Doctoral Dissertations

Date of Award


Degree Type


Degree Name

Doctor of Philosophy


Political Science

Major Professor

Krista Wiegand

Committee Members

Brandon Prins, Gary Uzonyi, Candace White


Nearly two decades after the declaration of the War on Terror, global terrorist attacks have increased. Beginning in 2005, the levels of domestic terrorism have drastically increased while international terrorism has not. This is a result of U.S. counterterrorism policy shifting towards “disaggregation” in which the U.S. government would focus on breaking up the global al Qaeda network into disconnected groups and rely on partner states’ militaries to target them.
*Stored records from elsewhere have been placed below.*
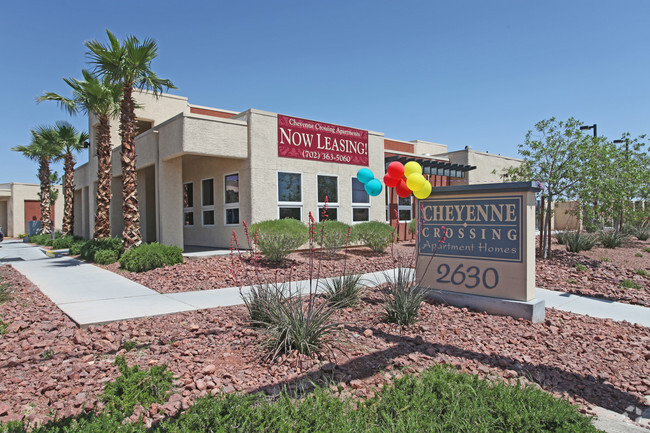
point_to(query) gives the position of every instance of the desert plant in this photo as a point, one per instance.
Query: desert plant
(146, 257)
(135, 386)
(89, 248)
(611, 238)
(579, 241)
(343, 291)
(335, 235)
(105, 257)
(275, 239)
(374, 234)
(402, 297)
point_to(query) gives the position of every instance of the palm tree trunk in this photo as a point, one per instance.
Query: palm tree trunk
(68, 194)
(44, 177)
(130, 210)
(102, 214)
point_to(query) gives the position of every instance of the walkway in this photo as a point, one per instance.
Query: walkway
(90, 295)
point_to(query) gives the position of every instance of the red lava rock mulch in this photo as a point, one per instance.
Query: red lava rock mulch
(600, 278)
(48, 364)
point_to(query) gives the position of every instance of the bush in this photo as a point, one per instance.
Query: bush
(277, 238)
(402, 298)
(576, 241)
(105, 257)
(136, 386)
(335, 235)
(611, 238)
(343, 291)
(146, 257)
(374, 234)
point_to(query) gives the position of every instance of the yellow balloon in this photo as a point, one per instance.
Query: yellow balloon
(415, 181)
(412, 167)
(424, 192)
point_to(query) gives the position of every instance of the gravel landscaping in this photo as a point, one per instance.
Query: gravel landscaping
(51, 367)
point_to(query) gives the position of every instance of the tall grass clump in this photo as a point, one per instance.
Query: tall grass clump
(146, 257)
(374, 234)
(576, 241)
(275, 239)
(612, 238)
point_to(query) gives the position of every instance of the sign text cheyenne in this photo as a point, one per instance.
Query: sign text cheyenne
(308, 139)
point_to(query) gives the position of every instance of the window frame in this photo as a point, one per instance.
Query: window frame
(189, 209)
(227, 206)
(289, 204)
(207, 208)
(330, 205)
(358, 205)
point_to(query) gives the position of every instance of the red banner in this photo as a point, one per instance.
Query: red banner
(317, 141)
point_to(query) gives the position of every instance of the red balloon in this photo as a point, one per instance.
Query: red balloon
(391, 182)
(395, 170)
(402, 190)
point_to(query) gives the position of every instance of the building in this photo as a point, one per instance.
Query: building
(203, 171)
(20, 206)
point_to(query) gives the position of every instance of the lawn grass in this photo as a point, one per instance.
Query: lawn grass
(438, 400)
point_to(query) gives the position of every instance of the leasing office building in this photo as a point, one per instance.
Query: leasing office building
(202, 171)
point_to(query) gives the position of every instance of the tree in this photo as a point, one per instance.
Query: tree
(552, 155)
(68, 141)
(101, 97)
(42, 149)
(128, 63)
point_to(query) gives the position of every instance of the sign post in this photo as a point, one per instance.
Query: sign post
(487, 261)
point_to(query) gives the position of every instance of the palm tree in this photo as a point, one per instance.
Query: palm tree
(68, 140)
(101, 97)
(42, 149)
(128, 63)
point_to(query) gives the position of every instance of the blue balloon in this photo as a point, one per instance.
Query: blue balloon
(364, 175)
(373, 187)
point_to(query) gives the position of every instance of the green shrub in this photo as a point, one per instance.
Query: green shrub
(105, 257)
(576, 241)
(65, 242)
(402, 297)
(277, 238)
(146, 257)
(135, 386)
(75, 247)
(343, 291)
(89, 248)
(374, 234)
(334, 236)
(611, 238)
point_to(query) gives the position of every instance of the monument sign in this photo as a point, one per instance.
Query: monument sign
(489, 240)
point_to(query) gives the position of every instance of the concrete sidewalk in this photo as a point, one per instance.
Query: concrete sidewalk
(90, 295)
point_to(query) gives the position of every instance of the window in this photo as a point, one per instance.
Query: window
(404, 209)
(231, 194)
(188, 204)
(328, 188)
(207, 201)
(360, 202)
(290, 195)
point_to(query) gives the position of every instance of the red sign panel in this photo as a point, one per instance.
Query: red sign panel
(317, 141)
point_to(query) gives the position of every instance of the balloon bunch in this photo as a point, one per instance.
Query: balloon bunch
(415, 182)
(371, 185)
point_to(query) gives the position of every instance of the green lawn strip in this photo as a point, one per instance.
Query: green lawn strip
(438, 400)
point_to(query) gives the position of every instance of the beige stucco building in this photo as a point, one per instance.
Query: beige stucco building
(20, 204)
(203, 171)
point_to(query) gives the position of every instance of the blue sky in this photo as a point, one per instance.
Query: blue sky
(462, 73)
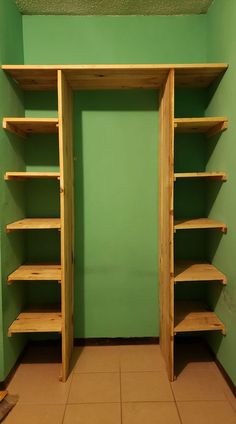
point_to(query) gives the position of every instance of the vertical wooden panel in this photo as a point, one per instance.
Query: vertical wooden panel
(166, 223)
(65, 116)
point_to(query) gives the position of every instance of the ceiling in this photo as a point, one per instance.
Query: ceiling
(113, 7)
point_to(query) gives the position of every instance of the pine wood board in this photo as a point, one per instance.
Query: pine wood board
(24, 126)
(197, 271)
(44, 77)
(36, 272)
(199, 223)
(35, 224)
(65, 114)
(37, 321)
(210, 125)
(213, 175)
(29, 175)
(191, 316)
(165, 222)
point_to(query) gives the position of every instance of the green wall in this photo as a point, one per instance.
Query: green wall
(116, 286)
(221, 48)
(12, 197)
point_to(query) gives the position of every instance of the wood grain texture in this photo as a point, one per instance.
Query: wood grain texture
(65, 114)
(41, 77)
(35, 224)
(197, 271)
(199, 223)
(29, 175)
(36, 272)
(165, 222)
(24, 126)
(195, 316)
(37, 321)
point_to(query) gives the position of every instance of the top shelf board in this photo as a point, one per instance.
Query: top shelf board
(25, 126)
(94, 77)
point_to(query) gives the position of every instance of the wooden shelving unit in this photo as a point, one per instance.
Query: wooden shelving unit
(210, 126)
(26, 126)
(187, 271)
(191, 316)
(199, 224)
(211, 175)
(36, 272)
(35, 224)
(37, 321)
(29, 175)
(64, 79)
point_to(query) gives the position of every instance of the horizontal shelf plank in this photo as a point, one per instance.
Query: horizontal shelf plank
(193, 316)
(35, 224)
(214, 175)
(37, 321)
(197, 271)
(24, 126)
(210, 126)
(199, 223)
(29, 175)
(44, 77)
(36, 272)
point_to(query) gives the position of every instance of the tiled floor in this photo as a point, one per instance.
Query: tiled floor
(121, 384)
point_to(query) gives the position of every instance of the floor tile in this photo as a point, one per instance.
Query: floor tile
(97, 359)
(95, 387)
(208, 412)
(197, 384)
(93, 413)
(40, 384)
(150, 413)
(145, 386)
(36, 414)
(141, 358)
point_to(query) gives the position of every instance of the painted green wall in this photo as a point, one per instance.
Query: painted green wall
(12, 198)
(116, 286)
(221, 48)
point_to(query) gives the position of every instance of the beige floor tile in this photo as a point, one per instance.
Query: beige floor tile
(36, 414)
(39, 383)
(93, 413)
(97, 359)
(95, 387)
(150, 413)
(145, 386)
(141, 358)
(197, 384)
(208, 412)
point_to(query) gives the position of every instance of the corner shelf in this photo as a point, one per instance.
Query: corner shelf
(37, 321)
(210, 126)
(199, 223)
(25, 126)
(35, 224)
(193, 316)
(9, 176)
(211, 175)
(36, 272)
(186, 271)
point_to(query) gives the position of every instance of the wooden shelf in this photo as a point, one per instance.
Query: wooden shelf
(36, 272)
(35, 224)
(210, 126)
(37, 321)
(199, 223)
(24, 126)
(212, 175)
(41, 77)
(197, 271)
(195, 316)
(9, 176)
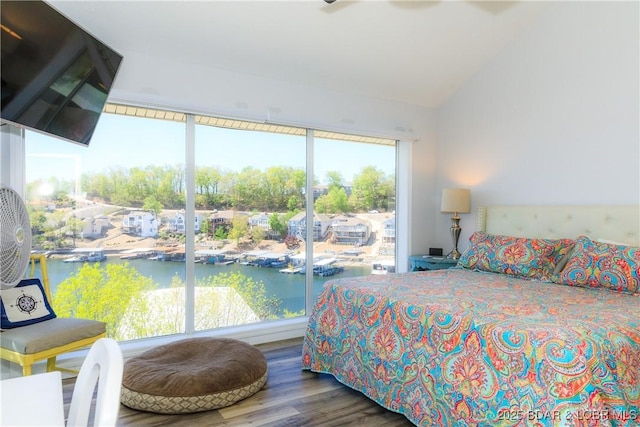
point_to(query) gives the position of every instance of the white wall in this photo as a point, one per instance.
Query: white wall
(553, 118)
(161, 83)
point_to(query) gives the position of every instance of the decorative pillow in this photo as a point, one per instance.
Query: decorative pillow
(24, 304)
(516, 256)
(602, 265)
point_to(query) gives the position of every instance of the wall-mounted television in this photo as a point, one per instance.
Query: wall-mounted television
(55, 76)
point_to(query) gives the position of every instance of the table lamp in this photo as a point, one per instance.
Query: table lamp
(456, 200)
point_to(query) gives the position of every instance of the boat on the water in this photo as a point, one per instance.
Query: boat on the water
(383, 266)
(87, 255)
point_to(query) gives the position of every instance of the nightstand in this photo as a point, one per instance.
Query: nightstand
(427, 262)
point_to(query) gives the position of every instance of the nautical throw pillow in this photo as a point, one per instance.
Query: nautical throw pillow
(24, 304)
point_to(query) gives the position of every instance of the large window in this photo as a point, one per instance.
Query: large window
(170, 223)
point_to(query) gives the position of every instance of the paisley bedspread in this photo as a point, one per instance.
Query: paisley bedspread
(463, 348)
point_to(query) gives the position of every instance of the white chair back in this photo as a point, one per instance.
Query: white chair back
(103, 365)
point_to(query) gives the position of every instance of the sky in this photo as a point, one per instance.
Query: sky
(129, 142)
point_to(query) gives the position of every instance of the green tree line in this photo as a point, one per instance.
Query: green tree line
(276, 189)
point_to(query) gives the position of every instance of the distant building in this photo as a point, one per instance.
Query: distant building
(389, 230)
(297, 226)
(350, 230)
(220, 219)
(177, 224)
(140, 223)
(94, 227)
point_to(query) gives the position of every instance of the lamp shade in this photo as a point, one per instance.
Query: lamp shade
(456, 200)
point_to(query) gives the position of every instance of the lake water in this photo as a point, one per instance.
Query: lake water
(286, 287)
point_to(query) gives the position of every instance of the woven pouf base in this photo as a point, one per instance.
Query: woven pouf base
(193, 375)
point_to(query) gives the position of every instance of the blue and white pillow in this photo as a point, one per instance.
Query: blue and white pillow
(24, 304)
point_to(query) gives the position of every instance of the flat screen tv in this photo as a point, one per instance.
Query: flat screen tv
(55, 76)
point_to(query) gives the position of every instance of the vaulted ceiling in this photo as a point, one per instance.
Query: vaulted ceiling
(413, 52)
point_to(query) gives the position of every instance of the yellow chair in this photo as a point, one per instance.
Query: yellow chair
(29, 344)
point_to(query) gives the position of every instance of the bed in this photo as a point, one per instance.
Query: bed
(539, 324)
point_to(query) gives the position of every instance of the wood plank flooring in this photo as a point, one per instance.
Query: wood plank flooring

In particular, partner states’ focused their counterterrorism operations on the “ungoverned spaces” on their periphery, regions with a history of conflict with the central government and limited government presence in which it was feared al Qaeda and al Qaeda affiliated groups would use as safe havens. Domestic terrorism within partner states rose as a result of revenge attacks from the targeted communities and groups in the periphery in response to the offensive military actions of the state, especially when they resulted in civilian casualties. The increase in domestic terrorism led to further U.S. pressure to expand the counterterrorism operations in the periphery, exacerbating the underlying conditions that led to the outbreak of domestic terrorism. This led partner states to sink deeper into a terrorism trap. This study uses quantitative analysis of a global dataset and case studies of Pakistan, Yemen, Mali, and Egypt to demonstrate and test the terrorism trap theory.